American college football season

The 1935 Florida Gators football team represented the University of Florida during the 1935 college football season. The season marked Dennis K. Stanley's third and final year as the head coach of the Florida Gators football team. The highlights of the season included the Gators' victories over Sewanee (20–0) and South Carolina (22–0). Stanley's 1935 Florida Gators finished with an overall record of 3–7 and a Southeastern Conference (SEC) tally of 1–6, placing twelfth of thirteen SEC members.

==Schedule==

| Date | Opponent | Site | Result | Attendance | Source |
| September 28 | Stetson* | Florida Field; Gainesville, FL; | W 34–0 | 5,000 |  |
| October 12 | at Tulane | Tulane Stadium; New Orleans, LA; | L 7–19 |  |  |
| October 19 | at Ole Miss | Hemingway Stadium; Oxford, MS; | L 6–27 | 7,000 |  |
| October 26 | Maryland* | Florida Field; Gainesville, FL; | L 6–20 |  |  |
| November 2 | vs. Georgia | Fairfield Stadium; Jacksonville, FL (rivalry); | L 0–7 | 20,000 |  |
| November 9 | at Kentucky | McLean Stadium; Lexington, KY (rivalry); | L 6–15 | 8,000 |  |
| November 16 | Sewanee | Florida Field; Gainesville, FL; | W 20–0 |  |  |
| November 25 | at Georgia Tech | Grant Field; Atlanta, GA; | L 6–39 |  |  |
| November 30 | vs. Auburn | Miami Stadium; Miami, FL (rivalry); | L 6–27 | 8,000 |  |
| December 7 | vs.
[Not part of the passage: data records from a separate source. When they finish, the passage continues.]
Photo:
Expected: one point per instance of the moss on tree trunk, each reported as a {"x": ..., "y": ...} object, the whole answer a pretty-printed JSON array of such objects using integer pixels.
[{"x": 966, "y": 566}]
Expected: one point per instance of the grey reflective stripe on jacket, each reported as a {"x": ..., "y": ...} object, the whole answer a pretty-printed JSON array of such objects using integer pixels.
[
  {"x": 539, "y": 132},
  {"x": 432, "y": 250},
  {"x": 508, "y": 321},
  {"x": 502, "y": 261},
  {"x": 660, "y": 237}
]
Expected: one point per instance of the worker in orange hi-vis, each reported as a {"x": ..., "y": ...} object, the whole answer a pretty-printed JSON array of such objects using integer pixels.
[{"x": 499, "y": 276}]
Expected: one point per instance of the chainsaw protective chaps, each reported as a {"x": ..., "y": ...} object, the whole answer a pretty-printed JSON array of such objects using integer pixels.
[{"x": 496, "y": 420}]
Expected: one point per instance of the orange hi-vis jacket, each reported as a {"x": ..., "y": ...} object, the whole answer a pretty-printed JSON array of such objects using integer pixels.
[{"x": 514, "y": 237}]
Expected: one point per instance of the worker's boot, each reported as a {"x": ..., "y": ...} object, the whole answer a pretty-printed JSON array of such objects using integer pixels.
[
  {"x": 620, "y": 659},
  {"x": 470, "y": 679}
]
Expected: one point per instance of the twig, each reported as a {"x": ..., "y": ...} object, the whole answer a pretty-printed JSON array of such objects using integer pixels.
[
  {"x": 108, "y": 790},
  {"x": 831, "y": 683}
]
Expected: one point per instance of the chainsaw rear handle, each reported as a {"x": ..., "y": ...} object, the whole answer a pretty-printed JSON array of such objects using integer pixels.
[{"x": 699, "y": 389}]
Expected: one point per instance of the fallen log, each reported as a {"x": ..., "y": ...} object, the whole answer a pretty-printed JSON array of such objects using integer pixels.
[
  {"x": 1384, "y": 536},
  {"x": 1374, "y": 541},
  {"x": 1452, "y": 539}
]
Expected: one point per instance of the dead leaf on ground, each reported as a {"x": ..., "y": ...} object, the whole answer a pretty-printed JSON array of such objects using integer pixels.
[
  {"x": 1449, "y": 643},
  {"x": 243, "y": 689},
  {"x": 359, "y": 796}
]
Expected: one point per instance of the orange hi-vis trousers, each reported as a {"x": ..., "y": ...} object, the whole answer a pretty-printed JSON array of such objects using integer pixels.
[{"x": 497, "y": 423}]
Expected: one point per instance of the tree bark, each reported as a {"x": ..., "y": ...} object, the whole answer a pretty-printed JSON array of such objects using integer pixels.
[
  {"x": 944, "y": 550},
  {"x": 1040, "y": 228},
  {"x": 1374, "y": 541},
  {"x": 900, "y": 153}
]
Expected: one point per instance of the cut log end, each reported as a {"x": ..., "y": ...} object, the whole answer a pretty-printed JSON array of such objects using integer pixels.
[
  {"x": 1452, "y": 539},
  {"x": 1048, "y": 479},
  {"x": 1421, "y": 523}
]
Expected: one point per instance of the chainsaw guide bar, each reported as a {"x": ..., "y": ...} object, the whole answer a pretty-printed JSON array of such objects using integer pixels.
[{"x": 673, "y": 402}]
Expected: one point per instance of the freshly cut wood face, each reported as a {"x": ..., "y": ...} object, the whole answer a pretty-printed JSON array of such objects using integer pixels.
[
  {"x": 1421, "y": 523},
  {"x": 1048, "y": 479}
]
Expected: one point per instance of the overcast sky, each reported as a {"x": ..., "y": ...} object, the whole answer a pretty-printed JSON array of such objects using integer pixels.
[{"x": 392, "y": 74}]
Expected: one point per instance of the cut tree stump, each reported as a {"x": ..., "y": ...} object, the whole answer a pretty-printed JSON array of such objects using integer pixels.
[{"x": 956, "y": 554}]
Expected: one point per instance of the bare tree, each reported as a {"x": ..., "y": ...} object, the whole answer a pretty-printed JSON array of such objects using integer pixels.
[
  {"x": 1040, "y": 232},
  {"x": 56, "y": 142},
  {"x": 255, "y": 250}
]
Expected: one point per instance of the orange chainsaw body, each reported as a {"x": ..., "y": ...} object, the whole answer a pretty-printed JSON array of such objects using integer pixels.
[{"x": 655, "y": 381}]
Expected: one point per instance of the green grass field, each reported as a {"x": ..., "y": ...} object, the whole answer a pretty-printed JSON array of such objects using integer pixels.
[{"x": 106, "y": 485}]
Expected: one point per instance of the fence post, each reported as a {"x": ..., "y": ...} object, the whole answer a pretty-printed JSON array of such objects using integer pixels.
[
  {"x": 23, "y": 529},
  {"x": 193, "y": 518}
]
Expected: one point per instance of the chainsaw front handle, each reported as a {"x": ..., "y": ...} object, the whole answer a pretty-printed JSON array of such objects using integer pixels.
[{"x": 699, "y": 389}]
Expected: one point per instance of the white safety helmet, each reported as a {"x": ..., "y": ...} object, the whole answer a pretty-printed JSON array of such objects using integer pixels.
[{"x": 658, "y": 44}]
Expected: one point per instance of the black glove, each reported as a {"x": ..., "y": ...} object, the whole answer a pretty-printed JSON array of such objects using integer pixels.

South Carolina* | Plant Field; Tampa, FL; | W 22–0 |  |  |
*Non-conference game; Homecoming;

==Postseason==
Stanley submitted his resignation at the end of the season in the face of alumni discontent, but, in an unusual move, remained a member of the coaching staff when the new head coach, Josh Cody, took over in 1936. Stanley, who was also an education professor, later became the first dean of the university's new College of Health and Human Performance in 1946.